この頃で言えばズッキーニ。そんなにたくさんの苗を植え付けたつもりはないのだが、収穫が予想以上に多くて毎日費やす時間も多くなった。ズッキーニは、人間が交配してあげないとダメなタイプの野菜である。まだ収穫には至っていない胡瓜も露地栽培であるが、人工交配は必要ない野菜だ。ズッキーニと胡瓜の中間的なものが南瓜で、交配しなくてもそこそこ収穫できるが、人工交配したほうがよりたくさん収穫できる。だから、毎朝、ズッキーニと南瓜の交配にも時間を費やすというわけなのだ(この頃はプーさん蜂が雄花の花粉を総ナメにする)。
そして、玉葱。収穫期を迎えた貯蔵用の晩生種。雨が多くて、と思っていたところに、晴れ間の続く予報となった。慌てて一気に玉葱を抜いていった。出荷の終わった夕方に、僕が玉葱を抜いて、連れ合いが玉葱の葉を切り落としていく。5条植えを60メートルほど。流石に疲れた。若い頃は、70メートルを何本も作付けていたが、この頃は早生種などと合わせてもせいぜい2本。これで一年分の玉葱である。丸一日外に転がしておいて乾燥させる。次の日の夕方に、その玉葱をコンテナに収納し、軒下に運び出す。もう一日二日呼吸熱を放出させて、それから冷蔵庫に入れる、という算段である。よくもまあ、貯蔵して大丈夫な野菜を人間は見つけ出したものだなぁ、と感心するばかりである。そして疲労がどっと来る。
その怒涛の日々に、信じられないような事件が起きる。それで疲労はさらに精神にまで浸透しそうである。歌舞伎役者が親子で話し合って「死んで生まれ変わりましょう」と一家心中。冗談ではない。最後まで無様でもいいから生きてこそ役者魂ではないのかな?襲名というのはそういうことではないのか?仕事では一切プライベートな話はしなかったということだが、それが逆に世間とかけ離れて飛躍してしまった一因のようにも思えてくる。

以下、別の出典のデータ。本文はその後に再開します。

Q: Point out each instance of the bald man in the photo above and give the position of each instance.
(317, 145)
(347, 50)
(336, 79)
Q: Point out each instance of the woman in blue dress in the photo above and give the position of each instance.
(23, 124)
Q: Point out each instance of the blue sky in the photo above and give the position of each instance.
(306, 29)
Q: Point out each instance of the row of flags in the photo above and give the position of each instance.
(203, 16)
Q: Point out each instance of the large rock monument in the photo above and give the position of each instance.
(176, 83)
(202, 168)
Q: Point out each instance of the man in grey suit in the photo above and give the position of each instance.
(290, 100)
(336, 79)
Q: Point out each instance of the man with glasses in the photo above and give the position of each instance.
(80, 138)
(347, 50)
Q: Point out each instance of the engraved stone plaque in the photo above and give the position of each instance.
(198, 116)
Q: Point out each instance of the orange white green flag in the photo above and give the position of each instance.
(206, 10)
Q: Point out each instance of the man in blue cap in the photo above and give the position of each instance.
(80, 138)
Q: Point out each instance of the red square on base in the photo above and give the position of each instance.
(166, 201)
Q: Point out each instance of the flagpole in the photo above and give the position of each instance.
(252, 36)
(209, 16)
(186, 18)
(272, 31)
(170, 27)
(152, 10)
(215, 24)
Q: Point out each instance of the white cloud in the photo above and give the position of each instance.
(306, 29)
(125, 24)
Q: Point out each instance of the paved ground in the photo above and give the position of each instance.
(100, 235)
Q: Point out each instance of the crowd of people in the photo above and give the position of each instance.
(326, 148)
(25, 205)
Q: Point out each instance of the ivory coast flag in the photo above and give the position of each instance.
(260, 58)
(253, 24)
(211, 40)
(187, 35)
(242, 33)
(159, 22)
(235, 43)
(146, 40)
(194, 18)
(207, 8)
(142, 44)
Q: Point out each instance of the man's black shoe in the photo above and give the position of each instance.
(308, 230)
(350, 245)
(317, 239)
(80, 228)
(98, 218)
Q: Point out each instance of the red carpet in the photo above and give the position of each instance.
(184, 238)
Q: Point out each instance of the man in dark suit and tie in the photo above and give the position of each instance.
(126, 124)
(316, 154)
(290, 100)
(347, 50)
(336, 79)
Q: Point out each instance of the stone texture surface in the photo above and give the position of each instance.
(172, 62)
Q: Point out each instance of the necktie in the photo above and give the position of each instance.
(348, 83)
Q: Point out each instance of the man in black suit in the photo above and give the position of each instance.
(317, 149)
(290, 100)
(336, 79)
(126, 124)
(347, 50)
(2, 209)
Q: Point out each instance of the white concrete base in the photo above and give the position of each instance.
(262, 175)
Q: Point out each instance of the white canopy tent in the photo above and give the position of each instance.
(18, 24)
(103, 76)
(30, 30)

さらに、果樹農家の跡取り息子による猟銃射殺と自宅での立てこもり事件が起きる。まだ起きたばかりで、詳細が報道されたわけではないが、精神を病んで農業大学を中退して実家に帰った長男が、農業をやりたいと言い出して、プラムなどを熱心に栽培していたという。このことから想像できるのは、どんなに自分に合った職業をしていても、仕事とは別のプライベートな自分との向き合う時間、人と向き合う時間、そのような時間にこそ未来を向こうとするか、が重要だということだ。あくまで想像だが…。
僕が毎朝でもないけれど仏の間で手を合わせる時、「今日も朝を迎えることができました」とつぶやく。仕事でエクセルに今日の日付を打ち込む時、「今日までなんとか生き延びたよ」と自分を褒める。生きようとする人を、手助けしようよ。